Marchioness of Tullybardine, The | Bowing Down Home
About this tune
The Marchionness of Tullybardine was played by a relatively small number of fiddlers scattered across PEI. Omar Cheverie (b. 1925) tells us that he learned his elegant setting from his great uncle Neil Cheverie (c.1875-1950), who won first prize at the Great Contest of 1926. It is interesting to note in this regard that systematic exposure to radio broadcasts was not a major part of Island life until well into the 1930s, and that the Cape Breton recording industry did not effectively get underway until 1935.
The Marchionness of Tullybardine almost certainly originated as a four-part pipe march, and indeed it is still an active part of the Highland bagpipes repertoire. Early fiddle versions are featured in The Skye Collection (1887) and in James Scott Skinner’s Harp & Claymore (1903-4). Skinner recorded the tune on three different occasions: in 1899, 1905, and 1906; a number of fiddlers from the Antigonish/Cape Breton region – such as Colin Boyd, Alex “Alick” Gillis, and Donald MacLellan – recorded the tune a few decades later.

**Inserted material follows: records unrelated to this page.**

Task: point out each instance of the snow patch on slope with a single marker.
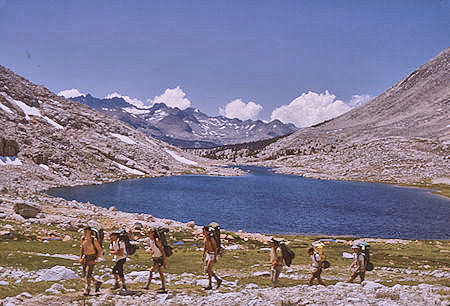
(124, 138)
(181, 159)
(10, 161)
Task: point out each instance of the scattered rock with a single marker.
(27, 210)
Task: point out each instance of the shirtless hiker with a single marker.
(210, 256)
(158, 258)
(91, 250)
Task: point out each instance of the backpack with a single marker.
(288, 254)
(160, 233)
(99, 234)
(364, 249)
(129, 248)
(319, 249)
(214, 230)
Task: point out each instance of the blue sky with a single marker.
(268, 52)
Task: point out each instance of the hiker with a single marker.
(276, 261)
(91, 251)
(210, 256)
(316, 267)
(359, 263)
(158, 258)
(118, 249)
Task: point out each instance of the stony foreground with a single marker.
(369, 293)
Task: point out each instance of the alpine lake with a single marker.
(266, 202)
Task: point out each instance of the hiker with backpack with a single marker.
(276, 261)
(156, 249)
(359, 263)
(316, 267)
(91, 251)
(118, 249)
(210, 252)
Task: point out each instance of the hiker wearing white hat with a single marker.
(358, 263)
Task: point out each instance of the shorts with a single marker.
(88, 265)
(157, 261)
(118, 267)
(317, 273)
(209, 257)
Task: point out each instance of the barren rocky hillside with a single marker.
(403, 135)
(46, 140)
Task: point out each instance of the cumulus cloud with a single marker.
(241, 110)
(310, 108)
(133, 101)
(175, 97)
(71, 93)
(358, 100)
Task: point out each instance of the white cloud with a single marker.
(71, 93)
(310, 108)
(241, 110)
(133, 101)
(358, 100)
(175, 97)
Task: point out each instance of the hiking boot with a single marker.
(97, 286)
(219, 282)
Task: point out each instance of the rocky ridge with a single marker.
(189, 128)
(47, 140)
(401, 136)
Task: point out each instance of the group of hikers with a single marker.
(280, 254)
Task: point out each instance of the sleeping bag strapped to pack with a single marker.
(288, 254)
(129, 247)
(160, 233)
(214, 230)
(364, 248)
(319, 249)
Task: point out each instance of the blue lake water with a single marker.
(266, 202)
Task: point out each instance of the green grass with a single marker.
(238, 264)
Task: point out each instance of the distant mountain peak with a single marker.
(189, 127)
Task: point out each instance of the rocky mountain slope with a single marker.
(403, 135)
(187, 128)
(47, 140)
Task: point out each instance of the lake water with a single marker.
(266, 202)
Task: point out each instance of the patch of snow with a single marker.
(232, 247)
(124, 138)
(5, 108)
(56, 273)
(347, 255)
(28, 110)
(135, 110)
(129, 170)
(44, 167)
(181, 159)
(55, 124)
(10, 161)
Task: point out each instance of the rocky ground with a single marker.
(40, 264)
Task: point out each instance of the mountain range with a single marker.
(47, 140)
(188, 128)
(401, 136)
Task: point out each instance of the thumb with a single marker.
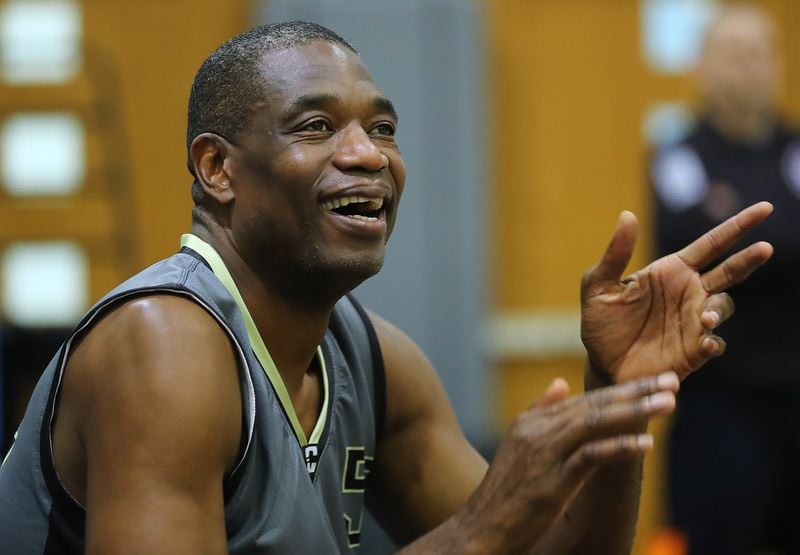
(618, 253)
(558, 390)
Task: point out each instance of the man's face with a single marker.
(318, 175)
(739, 66)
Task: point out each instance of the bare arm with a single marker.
(159, 414)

A note about style of performance:
The four-part pipe march developed as a by-product of the 19th century Scottish piping-contest milieu; most four-part marches played today date from the last third of the 19th century. At that time, such tunes were played on pipes at a brisk tempo and with relatively even eighth-notes – an approach that in the Scottish tradition was carried over both to fiddle and to Scottish country-dance bands. The slower, more rhythmically complex style of march performance that one hears on pipes today, featuring dotted-pairs (i.e., a dotted-eighth note plus a sixteenth note) and Scotch snaps (reversed dotted-pairs) in lieu of straight eighth notes, did not predominate until approximately the time of the First World War.
Many cut-time pipe-marches that have been absorbed into the Island repertoire – such as Inverness Gathering, MacDonald’s March, and The Marchionness of Tullybardine – are played as slow-to-moderate paced reels. It is not clear whether Island fiddlers simply preserved the pre-World War I up-tempo style of march-performance, or converted post World-War I style marches to reels by speeding them up and "evening out" their note-rhythm.